J Med Microbiol. 2019 Jul 29.


Introduction. Timely detection of invasive aspergillosis (IA) caused by fungal pathogens, i.e. Aspergillus fumigatus and Aspergillus flavus, in immunocompromised patients is crucial in preventing high mortality.Aim. To develop a simple immunoassay for the detection of galactomannan (GM), an IA biomarker.

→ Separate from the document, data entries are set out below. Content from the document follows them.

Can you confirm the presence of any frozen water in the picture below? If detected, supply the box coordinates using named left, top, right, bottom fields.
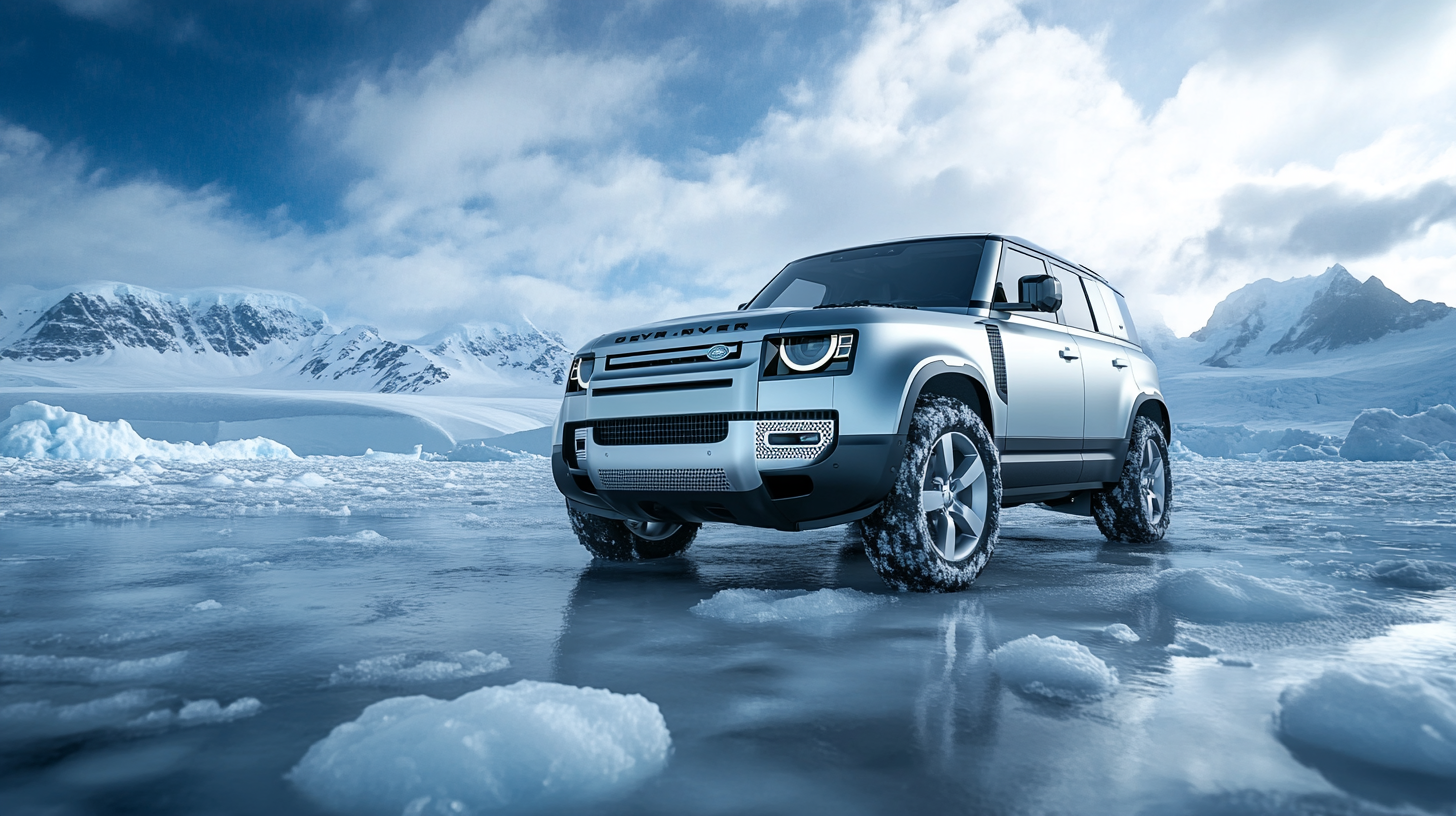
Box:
left=0, top=447, right=1456, bottom=816
left=693, top=589, right=890, bottom=624
left=288, top=680, right=673, bottom=815
left=329, top=648, right=511, bottom=685
left=1278, top=666, right=1456, bottom=780
left=1158, top=568, right=1337, bottom=624
left=0, top=399, right=294, bottom=463
left=1102, top=624, right=1143, bottom=643
left=1340, top=405, right=1456, bottom=462
left=992, top=635, right=1117, bottom=702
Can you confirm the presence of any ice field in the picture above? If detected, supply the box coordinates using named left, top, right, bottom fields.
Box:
left=0, top=456, right=1456, bottom=815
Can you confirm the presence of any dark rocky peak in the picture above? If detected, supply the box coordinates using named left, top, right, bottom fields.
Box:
left=0, top=291, right=197, bottom=361
left=1268, top=264, right=1456, bottom=354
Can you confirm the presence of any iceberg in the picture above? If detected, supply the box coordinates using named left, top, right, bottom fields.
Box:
left=0, top=399, right=296, bottom=462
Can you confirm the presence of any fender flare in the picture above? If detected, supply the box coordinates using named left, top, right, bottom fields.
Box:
left=895, top=357, right=997, bottom=437
left=1123, top=392, right=1174, bottom=444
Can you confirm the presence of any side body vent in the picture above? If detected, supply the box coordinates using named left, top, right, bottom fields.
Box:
left=986, top=323, right=1009, bottom=402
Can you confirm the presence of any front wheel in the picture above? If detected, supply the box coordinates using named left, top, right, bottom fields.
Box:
left=860, top=396, right=1002, bottom=592
left=566, top=507, right=702, bottom=561
left=1092, top=417, right=1174, bottom=544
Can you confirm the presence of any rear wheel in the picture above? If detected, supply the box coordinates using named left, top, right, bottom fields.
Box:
left=1092, top=417, right=1174, bottom=544
left=566, top=507, right=702, bottom=561
left=860, top=396, right=1002, bottom=592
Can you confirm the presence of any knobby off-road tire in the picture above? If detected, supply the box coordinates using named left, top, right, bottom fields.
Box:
left=566, top=507, right=702, bottom=561
left=1092, top=417, right=1174, bottom=544
left=860, top=396, right=1002, bottom=592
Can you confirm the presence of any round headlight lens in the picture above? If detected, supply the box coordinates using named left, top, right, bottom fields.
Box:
left=572, top=357, right=597, bottom=388
left=779, top=334, right=839, bottom=372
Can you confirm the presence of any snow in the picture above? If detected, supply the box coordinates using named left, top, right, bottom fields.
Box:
left=288, top=680, right=671, bottom=816
left=1278, top=666, right=1456, bottom=780
left=1158, top=568, right=1337, bottom=624
left=1369, top=558, right=1456, bottom=589
left=1340, top=405, right=1456, bottom=462
left=1102, top=624, right=1143, bottom=643
left=0, top=651, right=186, bottom=683
left=992, top=635, right=1117, bottom=702
left=178, top=697, right=264, bottom=726
left=329, top=648, right=511, bottom=686
left=0, top=401, right=294, bottom=460
left=692, top=589, right=891, bottom=624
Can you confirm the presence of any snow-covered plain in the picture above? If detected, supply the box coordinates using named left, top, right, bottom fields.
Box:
left=0, top=456, right=1456, bottom=815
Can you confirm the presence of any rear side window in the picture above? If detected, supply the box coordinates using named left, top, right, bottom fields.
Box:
left=994, top=246, right=1067, bottom=323
left=1051, top=264, right=1096, bottom=331
left=1086, top=280, right=1137, bottom=342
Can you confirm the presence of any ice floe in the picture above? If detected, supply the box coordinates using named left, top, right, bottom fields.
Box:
left=0, top=651, right=186, bottom=683
left=288, top=680, right=671, bottom=816
left=329, top=648, right=511, bottom=685
left=692, top=589, right=893, bottom=624
left=1158, top=567, right=1337, bottom=624
left=1340, top=405, right=1456, bottom=462
left=992, top=635, right=1117, bottom=702
left=1278, top=666, right=1456, bottom=778
left=0, top=399, right=294, bottom=460
left=1102, top=624, right=1143, bottom=643
left=1366, top=558, right=1456, bottom=589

Methodology. GM from A. fumigatus and A. flavus clinical strains was purified and characterized by X-ray diffraction, IR spectroscopy and 13C/1H nuclear magnetic resonance (NMR) for polyclonal antibody (pAb) production in rabbits. An enzyme-linked immunosorbent assay (ELISA) was standardized using concanavalin A to capture Aspergillus GM and pAbs to detect it. Gold nanoparticles (AuNPs) were synthesized and conjugated to pAbs for the development of a dot-blot immunoassay. The developed dot-blot was evaluated with 109 clinical serum and bronchoalveolar lavage samples.

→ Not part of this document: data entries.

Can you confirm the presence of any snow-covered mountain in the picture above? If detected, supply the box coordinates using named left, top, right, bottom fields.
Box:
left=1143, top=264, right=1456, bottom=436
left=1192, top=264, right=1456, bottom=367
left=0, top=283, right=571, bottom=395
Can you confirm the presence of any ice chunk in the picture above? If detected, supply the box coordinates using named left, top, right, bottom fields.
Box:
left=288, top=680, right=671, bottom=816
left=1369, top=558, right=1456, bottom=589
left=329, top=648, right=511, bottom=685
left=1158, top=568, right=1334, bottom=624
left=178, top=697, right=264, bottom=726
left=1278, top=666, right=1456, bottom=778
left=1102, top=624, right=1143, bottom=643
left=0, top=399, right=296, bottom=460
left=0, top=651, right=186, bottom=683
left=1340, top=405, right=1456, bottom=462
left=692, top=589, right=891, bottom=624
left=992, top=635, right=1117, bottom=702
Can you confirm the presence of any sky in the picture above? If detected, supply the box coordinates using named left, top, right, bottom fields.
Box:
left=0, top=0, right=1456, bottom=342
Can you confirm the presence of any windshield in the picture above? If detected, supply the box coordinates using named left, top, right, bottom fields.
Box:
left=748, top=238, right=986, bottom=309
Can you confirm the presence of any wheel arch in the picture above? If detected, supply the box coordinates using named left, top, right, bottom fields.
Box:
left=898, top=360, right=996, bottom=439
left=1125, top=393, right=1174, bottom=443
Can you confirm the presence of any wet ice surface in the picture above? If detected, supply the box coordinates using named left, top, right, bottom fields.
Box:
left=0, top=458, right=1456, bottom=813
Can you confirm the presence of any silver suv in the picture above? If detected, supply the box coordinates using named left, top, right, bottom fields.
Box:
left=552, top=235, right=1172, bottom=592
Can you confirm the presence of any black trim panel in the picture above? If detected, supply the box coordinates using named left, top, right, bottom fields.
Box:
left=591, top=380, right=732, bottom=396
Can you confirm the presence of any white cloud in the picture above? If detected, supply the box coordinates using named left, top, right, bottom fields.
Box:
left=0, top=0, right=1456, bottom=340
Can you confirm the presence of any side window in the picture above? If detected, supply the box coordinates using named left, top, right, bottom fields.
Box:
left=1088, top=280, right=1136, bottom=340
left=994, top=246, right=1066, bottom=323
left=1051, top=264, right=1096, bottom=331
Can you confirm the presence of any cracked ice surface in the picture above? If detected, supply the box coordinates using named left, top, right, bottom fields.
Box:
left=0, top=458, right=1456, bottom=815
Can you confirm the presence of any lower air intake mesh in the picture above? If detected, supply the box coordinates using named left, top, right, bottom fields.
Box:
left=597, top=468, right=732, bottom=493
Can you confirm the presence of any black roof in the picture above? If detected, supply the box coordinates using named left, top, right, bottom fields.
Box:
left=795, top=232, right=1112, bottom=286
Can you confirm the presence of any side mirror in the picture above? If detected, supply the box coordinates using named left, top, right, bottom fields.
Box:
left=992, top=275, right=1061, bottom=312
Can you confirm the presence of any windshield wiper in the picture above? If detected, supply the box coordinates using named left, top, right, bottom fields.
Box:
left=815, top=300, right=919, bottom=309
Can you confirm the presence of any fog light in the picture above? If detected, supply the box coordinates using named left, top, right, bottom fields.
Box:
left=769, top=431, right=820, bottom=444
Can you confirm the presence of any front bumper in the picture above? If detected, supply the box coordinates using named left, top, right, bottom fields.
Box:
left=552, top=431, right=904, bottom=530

Results. Spectroscopy studies characterized the d-galactofuranosyl groups of GM responsible for the immune response and generation of pAbs. The ELISA employing pAbs showed a sensitivity of 1 ng ml-1 for Aspergillus GM. Furthermore, a sensitive, visual, rapid dot-blot assay developed by the conjugation of pAbs to AuNPs (~24±5 nm size, -36±2 mV zeta potential) had a detection limit of 1 pg ml-1 in serum. The pAbs interacted with Aspergillus spp. but did not cross-react with other fungal pathogen genera such as Penicillium and Candida. Evaluation of the dot-blot with 109 clinical samples showed high sensitivity (80 %) and specificity (93.2 %), with an overall assay accuracy of 89%.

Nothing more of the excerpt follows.